A picnic turned into a game of survival for Squid Game: The Challenge’s Player 301 Trey Plutnicki and his mother LeAnn Wilcox Plutnicki, a.k.a. Player 302.
The pair chatted about the experience of being pitted against each other in a surprise game of Marbles. “I think we knew right away what was happening,” LeAnn says of Trey’s immediate instinct to search their picnic basket when the remaining players partnered up for a supposed treat.
As a reality TV superfan, Trey was hoping to find a clue or hidden advantage. “My reality competition background is based pretty heavily in,” he explains. “So [I had] seen two advantages fly by the wayside [during Squid Game], and in Survivor, if the advantage is gone, it’s re-hidden. And I was like, ‘There’s got to be something in here, man. There surely is something.’”
LeAnn confirms she was also constantly “looking for clues” during her time on the game, riffling through her meal tins and scouring canisters and cabinets in the communal kitchen. But because she was always looking for something that might help her advance in the game, she couldn’t have imagined the stakes of succeeding in her search. “We didn’t know what kind of game we were playing,” she says of the unpredictable sequences of games leading up to Marbles. “We didn’t know what it was until it hit us.”
Instead of getting a boost, the duo were faced with the dire realization one of them would be responsible for the other’s demise.
“Before we even took a bite of food, I found the marbles,” Trey recalls. “And when we found it I was just like, ‘Let’s just let everyone have a really nice meal together,’ and we didn’t talk about it.”
With their competitors none the wiser, mother and son tried to make the most of the minutes they had left with each other in what had otherwise been a surprisingly smooth game.
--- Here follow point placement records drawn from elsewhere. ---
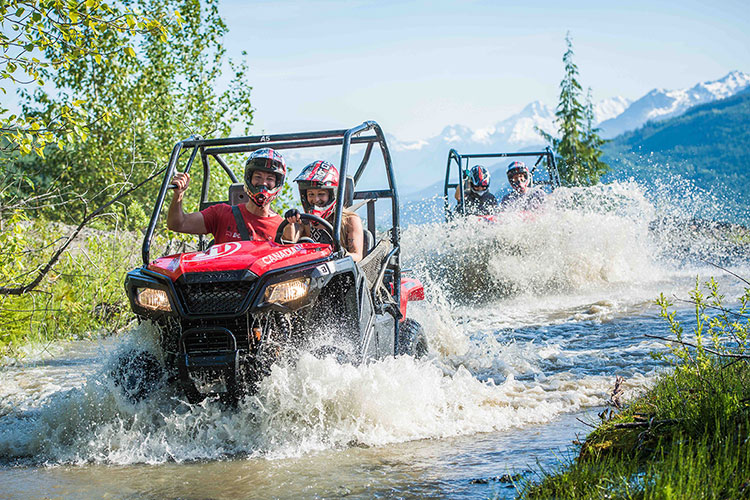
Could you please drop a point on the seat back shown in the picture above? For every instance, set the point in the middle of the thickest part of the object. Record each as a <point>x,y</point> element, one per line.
<point>237,194</point>
<point>374,261</point>
<point>369,242</point>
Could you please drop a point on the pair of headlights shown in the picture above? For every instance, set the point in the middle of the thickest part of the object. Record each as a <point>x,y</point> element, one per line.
<point>286,292</point>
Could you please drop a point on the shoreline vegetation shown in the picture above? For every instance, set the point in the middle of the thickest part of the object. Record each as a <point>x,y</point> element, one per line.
<point>686,437</point>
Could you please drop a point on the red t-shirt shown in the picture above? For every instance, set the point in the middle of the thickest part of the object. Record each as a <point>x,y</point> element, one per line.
<point>220,222</point>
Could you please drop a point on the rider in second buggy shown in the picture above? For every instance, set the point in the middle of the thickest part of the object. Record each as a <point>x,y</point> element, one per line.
<point>523,196</point>
<point>318,183</point>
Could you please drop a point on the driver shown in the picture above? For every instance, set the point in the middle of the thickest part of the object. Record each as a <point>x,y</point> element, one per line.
<point>318,183</point>
<point>477,198</point>
<point>265,171</point>
<point>523,196</point>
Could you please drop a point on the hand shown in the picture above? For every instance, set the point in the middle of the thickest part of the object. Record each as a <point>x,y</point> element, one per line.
<point>181,180</point>
<point>292,216</point>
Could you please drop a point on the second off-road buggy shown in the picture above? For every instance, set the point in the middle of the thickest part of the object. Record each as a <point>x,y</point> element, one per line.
<point>227,312</point>
<point>458,165</point>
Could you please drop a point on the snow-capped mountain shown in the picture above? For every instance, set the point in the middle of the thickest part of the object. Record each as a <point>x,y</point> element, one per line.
<point>610,108</point>
<point>660,104</point>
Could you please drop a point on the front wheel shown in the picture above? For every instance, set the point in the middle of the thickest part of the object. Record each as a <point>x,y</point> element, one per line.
<point>412,340</point>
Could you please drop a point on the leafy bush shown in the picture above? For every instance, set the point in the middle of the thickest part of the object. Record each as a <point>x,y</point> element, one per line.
<point>81,297</point>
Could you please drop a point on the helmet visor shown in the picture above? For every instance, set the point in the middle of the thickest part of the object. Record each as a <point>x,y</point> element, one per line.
<point>263,164</point>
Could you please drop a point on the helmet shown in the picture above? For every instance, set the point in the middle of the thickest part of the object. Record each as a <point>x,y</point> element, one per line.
<point>479,177</point>
<point>265,160</point>
<point>318,175</point>
<point>519,167</point>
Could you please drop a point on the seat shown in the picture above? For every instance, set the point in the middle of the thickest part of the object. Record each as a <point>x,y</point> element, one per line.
<point>374,261</point>
<point>237,194</point>
<point>348,191</point>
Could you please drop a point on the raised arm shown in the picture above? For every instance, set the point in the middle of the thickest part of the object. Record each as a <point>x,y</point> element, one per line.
<point>177,219</point>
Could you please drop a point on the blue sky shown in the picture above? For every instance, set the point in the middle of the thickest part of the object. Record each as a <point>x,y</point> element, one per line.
<point>417,66</point>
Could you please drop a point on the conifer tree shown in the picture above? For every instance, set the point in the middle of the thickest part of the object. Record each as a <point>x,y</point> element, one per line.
<point>578,143</point>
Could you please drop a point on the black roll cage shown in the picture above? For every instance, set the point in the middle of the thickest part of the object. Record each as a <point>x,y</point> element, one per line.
<point>462,164</point>
<point>214,148</point>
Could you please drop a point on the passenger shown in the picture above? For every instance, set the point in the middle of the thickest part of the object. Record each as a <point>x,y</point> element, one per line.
<point>265,171</point>
<point>477,198</point>
<point>523,196</point>
<point>318,183</point>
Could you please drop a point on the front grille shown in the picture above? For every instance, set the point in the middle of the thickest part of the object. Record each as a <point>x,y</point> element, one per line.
<point>208,342</point>
<point>214,298</point>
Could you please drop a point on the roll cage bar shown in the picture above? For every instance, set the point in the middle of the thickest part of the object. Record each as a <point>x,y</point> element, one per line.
<point>214,148</point>
<point>462,164</point>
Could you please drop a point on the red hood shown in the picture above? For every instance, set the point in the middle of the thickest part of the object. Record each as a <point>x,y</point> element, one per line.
<point>258,257</point>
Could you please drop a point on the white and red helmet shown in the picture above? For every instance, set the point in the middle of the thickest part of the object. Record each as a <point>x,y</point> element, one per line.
<point>519,167</point>
<point>318,175</point>
<point>264,160</point>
For her part, LeAnn was struggling to come to terms with her and Trey’s inevitable separation. “I didn’t want to [play the game] with him,” says LeAnn, “but then he gave me his perspective in the moment.” So, the former college basketball player summoned her athletic skills and her competitive drive to take out her son — just as he prepared to do the same to her.
The ultimate irony is that they might have been the only ones who actually could have gotten the other out of the competition. Up to that point, they’d face almost no resistance from the other players, even though targeting a mother-son alliance seems like it would have been an obvious and easy choice.
Though LeAnn reveals they’d “intended to play a good portion of the game with [the fact we are mother and son] as our secret,” Trey’s palpable relief after his mom narrowly avoided elimination in the first game of Red Light, Green Light quickly gave their closeness away.
“And for better or for worse, we were associated in that way,” he says.
“I think part of our strategy was we divided and conquered. So I would take one half of the dorm, she’d take the other half,” he explains. “And ultimately I think it worked out in our favor. I think people looked at us and said, ‘That’s a strong duo that we need to break up.’ But I don’t think anybody in there had the heart to do that because we were close with so many people.”
So it was really a master stroke of fate — not to mention great TV — that the show’s only two family members had to feud in order to stay in the running for the show’s record-breaking $4.56 million prize.
Ultimately, Trey was eliminated shortly thereafter in the Glass Bridge challenge.
With LeAnn scheduled to fly back home to New Jersey the following morning, she was getting anxious she might not get another chance to see her son, who lives in Chicago. Finally she heard a “soft knock” on her door at what “must’ve been like 2:30 in the morning.”
She says, “It was not only Trey with one of our great welfare people from the studios, but also James [Player 269]. And I was prepared, if Trey knocked, to console him because I knew he was going to be devastated.”
Instead, she shares, “I was so surprised at how almost jubilant both of them were. And I think I realized right away they were both just really so happy to have played, but also happy to have played the way they played, becauseJames was one of the kindest people I’ve ever met. And he was truly that person in the game. So it was just so great to talk to them in the room. And I don’t know, it was like the beginning of the great post-experience of all this. That moment was such a good moment.”
Squid Game: The Challenge’s season 1 finale drops Wednesday on Netflix.